Introduction: Democracy, civil society, and journalism in India Shakuntala Rao and Vipul Mudgal
1. Indian Journalism in the Colonial Crucible: a nineteenth-century story of political protest Prasun Sonwalkar
2. Popular Cinephilia in North India: Madhuri shows the way (1964-78) Ravikant
3. A Media Not for All: A comparative analysis of journalism, democracy and exclusion in Indian and South African media Shakuntala Rao and Herman Wasserman
4. Phantom Journalism: Governing India’s proxy media owners Saima Saeed
5. Shaming the Nation on Public Affairs Television: Barkha Dutt tackles colorism on We the People Radhika Parameswaran
6. Playing Reporter: Small-town women journalists in north India Disha Mullick
7. The Potential and Limitations of Citizen Journalism Initiatives: Chhattisgarh’s CGNet Swara Kalyani Chadha and Linda Steiner
8. Connecting Activists and Journalists: Twitter communication in the aftermath of the 2012 Delhi rape Thomas Poell and Sudha Rajagopalan
9. How Well do India’s Multiple Language Dailies Provide Political Knowledge to Citizens of this Electoral Democracy? Bella Mody
10. Our Media, Our Principles: Building codes of practice for community radio in India Kanchan K. Malik
The journal Journalism Studies was established at the turn of the new millennium by Bob Franklin. It was launched in the context of a burgeoning interest in the scholarly study of journalism and an expansive global community of journalism scholars and researchers. The ambition was to provide a forum for the critical discussion and study of journalism as a subject of intellectual inquiry but also an arena of professional practice. Previously, the study of journalism in the UK and much of Europe was a fairly marginal branch of the larger disciplines of media, communication and cultural studies; only a handful of Universities offered degree programmes in the subject. Journalism Studies has flourished and succeeded in providing the intended public space for discussion of research on key issues within the field, to the point where in 2007 a sister journal, Journalism Practice, was launched to enable an enhanced focus on practice-based issues, as well as foregrounding studies of journalism education, training and professional concerns. Both journals are among the leading ranked journals within the field and publish six issues annually, in electronic and print formats. From the outset, the publication of themed issues has been a commitment for both journals. Their purpose is first, to focus on highly significant or neglected areas of the field; second, to facilitate discussion and analysis of important and topical policy issues; and third, to offer readers an especially high quality and closely focused set of essays, analyses and discussions; or all three.

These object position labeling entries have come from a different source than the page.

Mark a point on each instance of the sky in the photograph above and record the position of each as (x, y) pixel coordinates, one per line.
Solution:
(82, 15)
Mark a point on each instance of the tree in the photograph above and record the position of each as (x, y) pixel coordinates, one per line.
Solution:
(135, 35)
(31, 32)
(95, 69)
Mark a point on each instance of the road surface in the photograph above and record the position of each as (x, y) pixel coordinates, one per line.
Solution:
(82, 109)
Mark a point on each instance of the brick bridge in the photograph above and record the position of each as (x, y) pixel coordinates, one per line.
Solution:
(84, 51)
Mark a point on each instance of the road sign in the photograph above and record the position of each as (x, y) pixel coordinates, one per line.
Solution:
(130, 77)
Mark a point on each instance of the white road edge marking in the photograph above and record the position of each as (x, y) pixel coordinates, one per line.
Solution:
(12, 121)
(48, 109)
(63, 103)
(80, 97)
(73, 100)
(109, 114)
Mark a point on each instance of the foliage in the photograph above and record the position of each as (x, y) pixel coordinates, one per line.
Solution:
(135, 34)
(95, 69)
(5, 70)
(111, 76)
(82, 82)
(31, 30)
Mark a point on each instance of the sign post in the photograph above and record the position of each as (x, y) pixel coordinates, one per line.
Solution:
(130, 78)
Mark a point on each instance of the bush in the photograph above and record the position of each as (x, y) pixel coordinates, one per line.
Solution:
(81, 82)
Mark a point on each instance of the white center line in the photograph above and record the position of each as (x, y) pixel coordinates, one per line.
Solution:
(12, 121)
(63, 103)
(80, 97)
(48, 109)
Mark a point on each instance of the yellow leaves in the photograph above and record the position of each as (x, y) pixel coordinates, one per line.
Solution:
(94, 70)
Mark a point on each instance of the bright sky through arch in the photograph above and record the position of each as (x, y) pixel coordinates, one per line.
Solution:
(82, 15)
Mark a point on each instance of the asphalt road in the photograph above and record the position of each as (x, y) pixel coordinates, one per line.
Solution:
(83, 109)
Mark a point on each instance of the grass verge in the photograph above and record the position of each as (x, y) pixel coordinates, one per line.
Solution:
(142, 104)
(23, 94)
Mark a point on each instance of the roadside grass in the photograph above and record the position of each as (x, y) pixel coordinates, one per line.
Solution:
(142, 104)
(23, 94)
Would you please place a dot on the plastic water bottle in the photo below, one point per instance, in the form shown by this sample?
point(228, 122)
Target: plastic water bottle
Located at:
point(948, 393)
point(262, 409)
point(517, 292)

The Journalism Studies: Theory and Practice book series draws on a wide range of these themed issues from both journals and thereby extends the critical and public forum provided by them. The Editor of the journals works closely with guest editors to ensure that the books achieve relevance for readers and the highest standards of research rigour and academic excellence. The series makes a significant contribution to the field of journalism studies by inviting distinguished scholars, academics and journalism practitioners to discuss and debate the central concerns within the field. It also reaches a wider readership of scholars, students and practitioners across the social sciences, humanities and communication arts, encouraging them to engage critically with, but also to interrogate, the specialist scholarly studies of journalism which this series provides.